Checklist · Engineering Practice

Code Review Checklist

Shift code reviews from stylistic formatting discussions to logical correctness, performance bounds, test coverage, and long-term maintainability.

Audience: Tech Leads, Developers
Time: 1 Hour
Difficulty: Intermediate

Problem Statement

Without a structured code review protocol, reviews often focus on stylistic issues (formatting, naming) rather than logical correctness, security, performance, and maintainability. This checklist provides developers and reviewers with a set of engineering criteria to ensure high codebase standards.

When to Use

Use this checklist as part of the pull request template, code review processes, or when teaching junior engineers about clean code principles.

Step-by-Step Guide

Step 1: Logical Correctness and Intent

  • Verify the code meets the business requirements and functions as expected under edge cases.
  • Look for off-by-one errors, infinite loops, and race conditions.
  • Ensure proper error handling is implemented with informative log messages.

Step 2: Performance and Resource Use

  • Check for performance bottlenecks (e.g., N+1 query patterns, excessive memory allocations).
  • Validate database queries use appropriate indexing.
  • Review resource utilization (e.g., closing file streams, network connections, database handles).

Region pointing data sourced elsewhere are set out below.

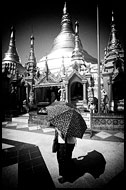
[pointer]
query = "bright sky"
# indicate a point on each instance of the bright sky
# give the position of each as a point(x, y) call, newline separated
point(45, 19)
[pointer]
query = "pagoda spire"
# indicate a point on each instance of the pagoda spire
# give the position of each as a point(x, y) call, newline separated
point(113, 43)
point(78, 49)
point(11, 54)
point(31, 64)
point(32, 54)
point(66, 23)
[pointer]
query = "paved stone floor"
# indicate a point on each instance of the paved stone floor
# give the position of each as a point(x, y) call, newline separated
point(27, 159)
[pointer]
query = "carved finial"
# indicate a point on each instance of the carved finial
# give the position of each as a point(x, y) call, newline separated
point(64, 9)
point(76, 27)
point(112, 16)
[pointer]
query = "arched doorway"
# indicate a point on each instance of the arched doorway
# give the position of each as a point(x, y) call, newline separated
point(76, 91)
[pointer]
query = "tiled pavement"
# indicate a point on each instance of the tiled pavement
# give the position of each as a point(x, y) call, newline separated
point(21, 123)
point(27, 160)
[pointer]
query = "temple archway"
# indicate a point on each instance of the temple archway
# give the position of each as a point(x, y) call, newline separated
point(76, 91)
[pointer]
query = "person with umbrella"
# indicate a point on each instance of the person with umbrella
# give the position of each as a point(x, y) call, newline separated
point(64, 155)
point(69, 125)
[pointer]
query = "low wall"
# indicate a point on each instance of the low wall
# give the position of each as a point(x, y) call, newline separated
point(107, 122)
point(98, 122)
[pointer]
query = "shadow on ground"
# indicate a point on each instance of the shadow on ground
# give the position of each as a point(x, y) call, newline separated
point(93, 163)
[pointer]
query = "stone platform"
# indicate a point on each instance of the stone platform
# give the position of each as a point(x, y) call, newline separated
point(108, 122)
point(98, 122)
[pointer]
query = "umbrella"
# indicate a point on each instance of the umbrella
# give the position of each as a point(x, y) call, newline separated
point(57, 108)
point(70, 123)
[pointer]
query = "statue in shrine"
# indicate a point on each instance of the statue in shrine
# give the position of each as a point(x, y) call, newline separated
point(104, 101)
point(62, 93)
point(91, 97)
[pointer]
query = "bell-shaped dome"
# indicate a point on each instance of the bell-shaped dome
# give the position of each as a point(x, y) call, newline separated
point(64, 42)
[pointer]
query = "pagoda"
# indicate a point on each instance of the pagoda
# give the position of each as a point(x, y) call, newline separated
point(113, 69)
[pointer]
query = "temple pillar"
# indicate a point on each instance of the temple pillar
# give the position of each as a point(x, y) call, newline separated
point(66, 89)
point(84, 92)
point(111, 102)
point(27, 95)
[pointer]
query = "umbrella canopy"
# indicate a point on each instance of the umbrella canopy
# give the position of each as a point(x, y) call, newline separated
point(57, 108)
point(70, 123)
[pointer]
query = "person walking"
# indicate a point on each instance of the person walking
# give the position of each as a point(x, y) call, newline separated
point(64, 155)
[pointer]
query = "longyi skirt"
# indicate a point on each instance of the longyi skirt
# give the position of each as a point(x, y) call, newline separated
point(64, 158)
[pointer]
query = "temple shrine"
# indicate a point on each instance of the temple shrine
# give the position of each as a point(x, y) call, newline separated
point(68, 73)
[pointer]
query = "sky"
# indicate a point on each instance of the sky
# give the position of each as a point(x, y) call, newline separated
point(43, 19)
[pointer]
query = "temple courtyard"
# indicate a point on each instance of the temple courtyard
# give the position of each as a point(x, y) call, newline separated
point(28, 162)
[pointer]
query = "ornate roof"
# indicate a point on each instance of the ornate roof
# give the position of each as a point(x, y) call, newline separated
point(47, 82)
point(11, 54)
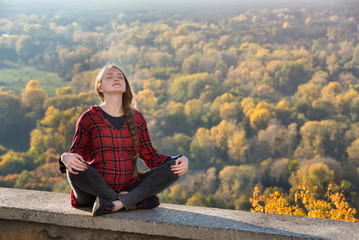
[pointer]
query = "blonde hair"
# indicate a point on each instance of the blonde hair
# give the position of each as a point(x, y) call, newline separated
point(128, 104)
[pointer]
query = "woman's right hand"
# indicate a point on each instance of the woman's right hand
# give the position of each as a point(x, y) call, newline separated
point(73, 161)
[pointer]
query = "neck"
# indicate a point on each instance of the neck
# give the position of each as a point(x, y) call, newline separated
point(113, 106)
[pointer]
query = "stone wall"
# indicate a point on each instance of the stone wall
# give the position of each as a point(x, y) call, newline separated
point(26, 214)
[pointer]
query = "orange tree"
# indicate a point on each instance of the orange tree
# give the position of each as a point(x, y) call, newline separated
point(307, 203)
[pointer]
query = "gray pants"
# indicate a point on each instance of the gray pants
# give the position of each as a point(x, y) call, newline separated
point(89, 184)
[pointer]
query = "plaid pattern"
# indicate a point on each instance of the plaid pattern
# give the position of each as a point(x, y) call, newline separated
point(109, 151)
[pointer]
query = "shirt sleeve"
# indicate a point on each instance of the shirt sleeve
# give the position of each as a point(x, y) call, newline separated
point(148, 153)
point(80, 142)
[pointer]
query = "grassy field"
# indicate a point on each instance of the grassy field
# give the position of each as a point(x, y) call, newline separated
point(16, 79)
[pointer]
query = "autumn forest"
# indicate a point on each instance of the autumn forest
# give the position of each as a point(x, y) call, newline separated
point(254, 95)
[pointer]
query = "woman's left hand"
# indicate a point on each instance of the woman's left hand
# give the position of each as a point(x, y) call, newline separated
point(181, 166)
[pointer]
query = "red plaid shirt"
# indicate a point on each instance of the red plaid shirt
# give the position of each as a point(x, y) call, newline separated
point(109, 151)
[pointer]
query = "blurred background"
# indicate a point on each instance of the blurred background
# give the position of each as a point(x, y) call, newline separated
point(255, 93)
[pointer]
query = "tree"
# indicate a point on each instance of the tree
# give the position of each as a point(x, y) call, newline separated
point(353, 153)
point(33, 96)
point(237, 146)
point(236, 181)
point(317, 174)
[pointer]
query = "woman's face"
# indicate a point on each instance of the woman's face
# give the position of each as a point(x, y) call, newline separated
point(113, 81)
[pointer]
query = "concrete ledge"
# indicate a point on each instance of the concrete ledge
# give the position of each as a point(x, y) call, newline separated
point(37, 212)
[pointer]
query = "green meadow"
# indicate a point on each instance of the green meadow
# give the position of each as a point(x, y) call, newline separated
point(16, 79)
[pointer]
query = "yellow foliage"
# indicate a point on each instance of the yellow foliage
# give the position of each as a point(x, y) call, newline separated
point(307, 203)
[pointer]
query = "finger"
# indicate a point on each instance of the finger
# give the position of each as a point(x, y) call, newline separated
point(70, 170)
point(78, 156)
point(78, 168)
point(78, 162)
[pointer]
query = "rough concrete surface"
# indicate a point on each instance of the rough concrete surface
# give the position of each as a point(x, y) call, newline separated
point(167, 221)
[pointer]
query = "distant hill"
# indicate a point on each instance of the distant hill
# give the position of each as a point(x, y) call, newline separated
point(16, 79)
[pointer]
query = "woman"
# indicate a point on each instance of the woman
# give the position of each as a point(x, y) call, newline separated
point(101, 165)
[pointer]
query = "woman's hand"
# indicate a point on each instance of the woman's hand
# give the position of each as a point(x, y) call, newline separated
point(73, 161)
point(181, 166)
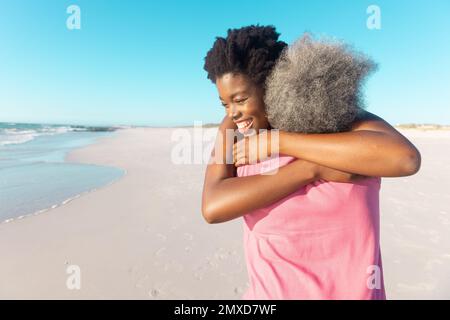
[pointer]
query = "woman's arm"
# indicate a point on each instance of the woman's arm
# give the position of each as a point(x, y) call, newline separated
point(226, 197)
point(371, 148)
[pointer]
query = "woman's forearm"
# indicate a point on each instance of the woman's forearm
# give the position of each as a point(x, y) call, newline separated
point(364, 152)
point(233, 197)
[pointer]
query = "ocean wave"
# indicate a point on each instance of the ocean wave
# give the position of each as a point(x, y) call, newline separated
point(14, 133)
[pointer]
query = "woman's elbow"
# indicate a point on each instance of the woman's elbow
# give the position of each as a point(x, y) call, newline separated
point(411, 162)
point(209, 215)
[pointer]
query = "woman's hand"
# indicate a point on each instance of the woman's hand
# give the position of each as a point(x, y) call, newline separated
point(254, 148)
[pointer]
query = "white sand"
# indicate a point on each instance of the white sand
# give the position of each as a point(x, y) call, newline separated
point(143, 237)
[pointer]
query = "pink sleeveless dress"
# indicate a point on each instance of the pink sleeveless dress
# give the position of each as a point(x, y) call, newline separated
point(320, 242)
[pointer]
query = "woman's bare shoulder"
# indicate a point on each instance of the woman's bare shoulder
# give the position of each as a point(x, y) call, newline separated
point(366, 120)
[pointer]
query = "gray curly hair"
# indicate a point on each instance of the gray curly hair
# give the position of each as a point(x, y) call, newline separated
point(315, 86)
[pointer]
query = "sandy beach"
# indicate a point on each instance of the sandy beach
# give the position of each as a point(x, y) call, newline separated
point(143, 236)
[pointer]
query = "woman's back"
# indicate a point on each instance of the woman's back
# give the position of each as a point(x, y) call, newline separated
point(321, 242)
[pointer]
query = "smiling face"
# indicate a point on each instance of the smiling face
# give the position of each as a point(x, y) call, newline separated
point(243, 101)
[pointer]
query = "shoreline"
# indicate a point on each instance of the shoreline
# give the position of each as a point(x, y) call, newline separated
point(143, 236)
point(66, 201)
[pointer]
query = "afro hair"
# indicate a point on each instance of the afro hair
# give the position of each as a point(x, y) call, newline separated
point(315, 86)
point(251, 50)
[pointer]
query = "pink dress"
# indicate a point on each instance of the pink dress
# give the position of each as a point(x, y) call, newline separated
point(320, 242)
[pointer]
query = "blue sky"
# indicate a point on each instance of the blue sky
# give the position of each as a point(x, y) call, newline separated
point(141, 62)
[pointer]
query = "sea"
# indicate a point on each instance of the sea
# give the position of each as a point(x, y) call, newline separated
point(34, 176)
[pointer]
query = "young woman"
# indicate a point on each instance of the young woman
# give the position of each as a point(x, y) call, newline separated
point(311, 231)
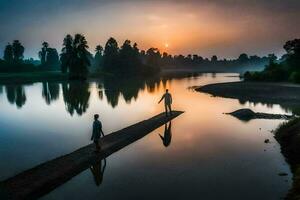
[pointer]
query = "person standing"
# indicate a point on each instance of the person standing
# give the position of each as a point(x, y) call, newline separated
point(97, 132)
point(168, 101)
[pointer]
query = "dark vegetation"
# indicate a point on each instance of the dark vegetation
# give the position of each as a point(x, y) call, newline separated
point(77, 62)
point(287, 96)
point(288, 135)
point(288, 69)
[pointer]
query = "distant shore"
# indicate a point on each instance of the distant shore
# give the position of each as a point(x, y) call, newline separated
point(32, 77)
point(287, 134)
point(257, 92)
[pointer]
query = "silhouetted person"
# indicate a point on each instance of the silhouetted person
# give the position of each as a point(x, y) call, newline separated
point(167, 135)
point(98, 171)
point(168, 101)
point(97, 132)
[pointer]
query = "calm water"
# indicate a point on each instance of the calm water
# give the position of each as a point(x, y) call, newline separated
point(208, 155)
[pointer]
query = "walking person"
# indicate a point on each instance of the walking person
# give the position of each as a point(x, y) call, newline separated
point(168, 101)
point(97, 132)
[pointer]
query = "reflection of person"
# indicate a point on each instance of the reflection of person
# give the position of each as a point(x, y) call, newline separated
point(167, 135)
point(97, 131)
point(98, 171)
point(168, 101)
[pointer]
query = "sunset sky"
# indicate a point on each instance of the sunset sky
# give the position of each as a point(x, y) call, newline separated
point(205, 27)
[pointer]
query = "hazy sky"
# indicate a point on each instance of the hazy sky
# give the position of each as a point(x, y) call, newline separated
point(206, 27)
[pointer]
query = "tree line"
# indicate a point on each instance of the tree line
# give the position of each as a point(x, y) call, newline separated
point(76, 59)
point(287, 69)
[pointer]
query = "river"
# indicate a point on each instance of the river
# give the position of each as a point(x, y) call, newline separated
point(202, 154)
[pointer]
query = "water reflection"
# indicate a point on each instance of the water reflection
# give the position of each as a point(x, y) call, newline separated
point(97, 170)
point(50, 92)
point(166, 139)
point(76, 96)
point(15, 95)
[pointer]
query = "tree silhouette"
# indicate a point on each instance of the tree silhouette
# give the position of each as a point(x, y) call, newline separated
point(76, 97)
point(75, 56)
point(99, 56)
point(214, 59)
point(18, 51)
point(16, 95)
point(243, 58)
point(8, 53)
point(49, 56)
point(43, 52)
point(50, 92)
point(110, 57)
point(153, 57)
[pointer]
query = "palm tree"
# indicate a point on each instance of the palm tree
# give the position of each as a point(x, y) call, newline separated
point(43, 52)
point(110, 57)
point(18, 51)
point(98, 56)
point(8, 53)
point(74, 56)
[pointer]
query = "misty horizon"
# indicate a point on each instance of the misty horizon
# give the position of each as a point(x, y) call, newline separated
point(194, 27)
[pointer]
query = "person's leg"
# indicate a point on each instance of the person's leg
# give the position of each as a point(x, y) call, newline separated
point(166, 108)
point(97, 145)
point(170, 109)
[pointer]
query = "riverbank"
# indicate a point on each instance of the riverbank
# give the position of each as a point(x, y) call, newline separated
point(285, 94)
point(31, 77)
point(51, 174)
point(288, 136)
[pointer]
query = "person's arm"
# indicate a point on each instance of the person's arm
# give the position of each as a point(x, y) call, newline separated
point(101, 132)
point(93, 131)
point(161, 98)
point(92, 136)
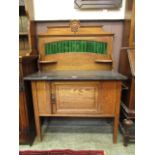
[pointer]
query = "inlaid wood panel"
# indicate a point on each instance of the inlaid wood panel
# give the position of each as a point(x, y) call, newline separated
point(78, 97)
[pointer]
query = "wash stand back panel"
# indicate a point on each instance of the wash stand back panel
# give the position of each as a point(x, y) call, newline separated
point(75, 48)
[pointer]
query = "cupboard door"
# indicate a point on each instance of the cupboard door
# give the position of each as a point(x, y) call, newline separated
point(76, 97)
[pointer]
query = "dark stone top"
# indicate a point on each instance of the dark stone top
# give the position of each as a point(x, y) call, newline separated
point(76, 75)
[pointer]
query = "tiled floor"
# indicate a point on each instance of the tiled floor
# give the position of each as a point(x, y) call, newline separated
point(83, 135)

Step 3: Maintainability and Testability

  • Check for clean module boundaries and proper separation of concerns.
  • Ensure unit and integration tests cover the new code paths.
  • Avoid introducing unnecessary third-party dependencies.

Checklist Items

  • Code changes solve the original business problem without introducing regression defects.
  • New functionality is covered by automated unit or integration tests.
  • No database queries are executed inside loop bodies (N+1 query pattern is avoided).
  • Exceptions and errors are caught, handled gracefully, and logged with appropriate context.
  • No hardcoded configuration, secrets, API keys, or environment settings exist in the code.
  • Naming of classes, variables, and methods is clear and conforms to the codebase conventions.
  • Code complexity is kept low, splitting large methods into smaller, cohesive units.
  • Third-party dependencies are only introduced if they are necessary and actively maintained.

Key Takeaways

  • Verify code correctness and edge-case handling before merging.
  • Eliminate database performance anti-patterns like loop-nested queries.
  • Ensure robust error-handling, clean modular boundaries, and complete test coverage.

Frequently Asked Questions

Why should we avoid N+1 query patterns in reviews?

Executing database queries within loops causes high latency and database CPU exhaustion as user concurrency grows.